Alibaba shares fall in Hong Kong as China launches antitrust probe

BEIJING – Chinese regulators on Thursday announced an anti-monopoly investigation by e-commerce giant Alibaba Group, which intensified official efforts to tighten controls on China’s fast-growing technology industries.

The market regulator said it examined Alibaba’s “choose one of two” policies, which require business partners to avoid dealing with competitors. The statement of a sentence gave no details about possible sanctions or a timeline for announcing a result.

Chinese leaders have previously said an economic priority in the coming year will be to increase monopoly enforcement. They appear to be particularly concerned about tightening controls on Alibaba and other dominant internet companies expanding into finance, healthcare and other businesses.

Alibaba’s founder, Jack Ma, is China’s richest entrepreneur and one of the country’s most famous people.

Regulators forced earlier suspension of stock market debut by Ant Group, an online financing platform spun off from Alibaba.

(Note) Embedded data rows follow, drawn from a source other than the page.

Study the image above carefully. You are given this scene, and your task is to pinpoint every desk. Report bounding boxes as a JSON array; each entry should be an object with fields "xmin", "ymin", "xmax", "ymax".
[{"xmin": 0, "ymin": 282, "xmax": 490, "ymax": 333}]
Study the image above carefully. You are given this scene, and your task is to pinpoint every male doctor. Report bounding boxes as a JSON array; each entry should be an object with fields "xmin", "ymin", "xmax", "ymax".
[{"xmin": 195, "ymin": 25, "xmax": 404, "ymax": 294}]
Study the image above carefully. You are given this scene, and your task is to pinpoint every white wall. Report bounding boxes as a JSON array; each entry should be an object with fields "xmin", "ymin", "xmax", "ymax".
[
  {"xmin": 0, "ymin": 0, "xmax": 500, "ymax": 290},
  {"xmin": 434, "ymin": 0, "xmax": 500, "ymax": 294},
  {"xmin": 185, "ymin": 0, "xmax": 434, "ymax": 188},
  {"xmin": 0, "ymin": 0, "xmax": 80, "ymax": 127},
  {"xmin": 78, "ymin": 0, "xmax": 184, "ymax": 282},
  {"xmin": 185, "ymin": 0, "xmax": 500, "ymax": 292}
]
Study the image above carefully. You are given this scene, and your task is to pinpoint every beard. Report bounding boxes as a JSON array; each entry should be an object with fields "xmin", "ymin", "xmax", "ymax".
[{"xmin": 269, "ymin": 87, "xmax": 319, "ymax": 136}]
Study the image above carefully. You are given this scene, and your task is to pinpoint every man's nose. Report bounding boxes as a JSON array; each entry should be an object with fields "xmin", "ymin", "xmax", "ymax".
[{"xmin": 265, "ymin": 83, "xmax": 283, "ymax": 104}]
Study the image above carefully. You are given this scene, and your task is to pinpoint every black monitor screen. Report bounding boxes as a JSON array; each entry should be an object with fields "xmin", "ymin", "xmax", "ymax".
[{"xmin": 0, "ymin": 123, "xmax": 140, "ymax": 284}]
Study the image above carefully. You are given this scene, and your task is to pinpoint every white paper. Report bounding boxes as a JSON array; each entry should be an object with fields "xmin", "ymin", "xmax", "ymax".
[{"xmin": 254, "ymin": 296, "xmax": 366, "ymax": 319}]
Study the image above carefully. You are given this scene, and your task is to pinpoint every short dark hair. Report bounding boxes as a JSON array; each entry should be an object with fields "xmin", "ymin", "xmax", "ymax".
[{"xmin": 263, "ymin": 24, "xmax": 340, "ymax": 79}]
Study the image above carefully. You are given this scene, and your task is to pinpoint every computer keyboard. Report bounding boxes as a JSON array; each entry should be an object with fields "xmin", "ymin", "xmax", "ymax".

A separate announcement Thursday said Ant officials had been summoned to meet with regulators.

Alibaba 9988,
-8.13%

BABA,
+ 0.14%,
the world’s largest e-commerce company by total sales volume, and another company was fined in mid-December for not applying for official approval before proceeding with any acquisitions.

In November, the government published proposals for rules aimed at preventing anti-competitive behavior from Internet companies such as signing exclusive contracts and using subsidies to blackmail competitors.